The solvable network example shows that the framework distributes flows in the optimal manner across the flow and at the same hand; the unsolvable example also suggests the ability to identify problems and recommend improvements areas whenever constrained condition arises.
6.5.1. Theoretical Implications and Practical Utility
Overall, this research takes fractional routing to the next level with the combination of algebraic constructs and optimization techniques to provide a solid foundation for managing flow. In particular, this article makes use of vector linear transformations to encode, propagate, and decode flows in a mathematically rigorous manner that lays a solid foundation for future research. However, the framework is also very much practical, beyond its theoretical contributions. It is particularly promising for environments with limited resources, such as IoT or 6G networks, where performance regarding bandwidth and energy consumption is prominent. In addition, its scalability allows it to be applied to dynamic networks, allowing for real-time decision-making and resource allocation.
6.5.2. Limitations of the Current Approach
Overall, the framework is promising, but it has some limitations.
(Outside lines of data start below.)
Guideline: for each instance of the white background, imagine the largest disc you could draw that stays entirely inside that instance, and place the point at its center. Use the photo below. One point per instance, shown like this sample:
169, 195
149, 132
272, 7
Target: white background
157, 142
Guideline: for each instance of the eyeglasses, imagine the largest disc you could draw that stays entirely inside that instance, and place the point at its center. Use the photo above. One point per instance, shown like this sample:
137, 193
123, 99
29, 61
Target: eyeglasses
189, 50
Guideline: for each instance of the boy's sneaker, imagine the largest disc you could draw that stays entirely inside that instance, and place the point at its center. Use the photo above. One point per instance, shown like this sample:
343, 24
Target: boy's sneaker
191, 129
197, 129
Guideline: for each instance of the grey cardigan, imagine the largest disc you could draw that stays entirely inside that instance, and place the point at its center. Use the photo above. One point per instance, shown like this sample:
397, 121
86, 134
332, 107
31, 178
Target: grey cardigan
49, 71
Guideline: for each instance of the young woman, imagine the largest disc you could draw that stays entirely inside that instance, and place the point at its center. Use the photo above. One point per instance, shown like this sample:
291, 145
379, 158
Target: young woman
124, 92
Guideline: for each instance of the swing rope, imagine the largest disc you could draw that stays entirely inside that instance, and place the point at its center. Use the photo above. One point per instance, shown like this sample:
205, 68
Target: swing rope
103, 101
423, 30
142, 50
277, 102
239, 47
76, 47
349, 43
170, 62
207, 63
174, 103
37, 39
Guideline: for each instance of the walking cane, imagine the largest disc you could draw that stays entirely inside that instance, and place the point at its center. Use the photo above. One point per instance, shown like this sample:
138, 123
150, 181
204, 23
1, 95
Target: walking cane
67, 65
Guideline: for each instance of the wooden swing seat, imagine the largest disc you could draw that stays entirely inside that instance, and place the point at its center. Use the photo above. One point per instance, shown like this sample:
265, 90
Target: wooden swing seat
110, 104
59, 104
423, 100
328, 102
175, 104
It has not yet been tested on extremely large networks with thousands of nodes, where the computational overhead may well grow with network size. However, heuristic algorithms, like the Grey Wolf Optimizer, come with the trade-off of performing approximations, and thus do not always offer an optimal solution. Moreover, the framework relies on static network topology, which is greatly lacking in real-world scenarios because network configurations are constantly changing. Thus, while finite field operations allow for higher mathematical accuracy, they can create issues for networks that need very fine flow modifications. The framework’s reliance on heuristic AI policies and quantum approximations introduces a trade-off between solution optimality and computational efficiency. While the framework ensures flow conservation and correctness, it may not always achieve the absolute minimum routing cost in every scenario, particularly under highly complex or rapidly changing network conditions. This limitation highlights the need for future enhancements incorporating global optimality guarantees and adaptive correction mechanisms.